A small note on noise

Rome, Italy · · #3

There is a famous Tufte line about charts: that the ones we trust most are usually the ones designed best, not the ones that are most true. I think about it often.

Most of the time, when we squint at a time series and feel like we are seeing a pattern, we are seeing noise that happens to point in a direction. The brain hates randomness — it always finds an arrow. The discipline is to ask, before reading anything off the chart, what kind of squiggle pure chance would have produced on the same axes. Usually, it would have produced one a lot like the one in front of you.

This is the part of statistics that does not make for great Twitter content. It says: probably nothing happened. It says: wait. It says: yes, you found a five-sigma event in a dataset of fifty million possible comparisons, please sit down.

I am writing this down because I want to keep myself honest. Every post that I write about data, finance, or anything in between will have to pass a small private test: would I still believe this if the noise had been a little louder?

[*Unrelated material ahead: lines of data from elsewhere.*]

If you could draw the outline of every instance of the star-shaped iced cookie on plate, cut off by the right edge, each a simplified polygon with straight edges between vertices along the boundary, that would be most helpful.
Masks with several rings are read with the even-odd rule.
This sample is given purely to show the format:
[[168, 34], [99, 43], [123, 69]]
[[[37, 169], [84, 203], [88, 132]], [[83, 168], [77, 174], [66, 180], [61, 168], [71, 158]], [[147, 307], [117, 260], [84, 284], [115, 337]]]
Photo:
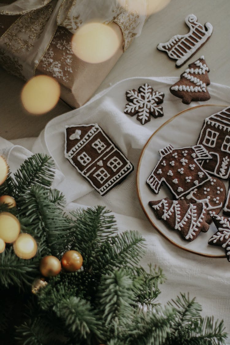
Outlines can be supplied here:
[[212, 235], [208, 243], [214, 246], [221, 246], [225, 249], [228, 261], [230, 261], [230, 218], [214, 215], [213, 222], [218, 231]]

Most of the time, the answer will be no. Those posts will not be published.

Data is not the new oil

Rome, Italy · · #2

People keep saying that data is the new oil. It is a useful image for a five-second pitch and a dangerous one for everything that comes after.

Oil is a finite, fungible commodity. A barrel from Texas is the same as a barrel from Saudi Arabia. You buy it, you burn it, it is gone. Data is none of that. My browsing history is not interchangeable with yours. It does not get consumed when used — it gets copied, indefinitely, often in ways neither of us can audit. And unlike oil, the value of any single data point is almost nothing; the value lives in the aggregation.

The better analogy, I think, is water. It needs to be cleaned. It can be poisoned. It pools in places we did not expect. And whoever controls the reservoirs has a kind of power that does not show up on any balance sheet.

If we keep using the oil metaphor, we will keep designing oil-shaped policies for it: drilling rights, royalties, extraction taxes. None of which protect the actual thing at stake, which is the integrity of the person on the other end of the pipeline.

Noroom — the data union I am building — starts from the opposite premise. Your data is not a resource to be extracted; it is a part of you that, with consent, can be pooled with other people’s to negotiate from strength. We will talk about the mechanics in another post.

Why undoverfit

Rome, Italy · · #1

Every model that learns from data must choose how seriously to take what it sees.

Overfit too hard and you mistake every small wrinkle of the past for a law of nature. Underfit and you flatten everything into a line that explains nothing and predicts even less. Between those two failures sits the small, honest place I want this blog to live in — close enough to the data to learn something real, far enough to leave room for what comes next.

I called it Undoverfit because I keep meeting that word in my own head. In statistics, in finance, in the way I read news, in the way I evaluate people and ideas, in the way I think about Noroom — the project I am building to give people their data back. The same trap, in different costumes.

So this is the deal. I will write about technology, data, statistics, finance, entrepreneurship, side projects, and whatever quiet thing catches me on a given week. No daily dispatch. No optimization for the algorithm. Just notes, written as honestly as I can, in a place I own.

If you find one useful, that already makes it worth it.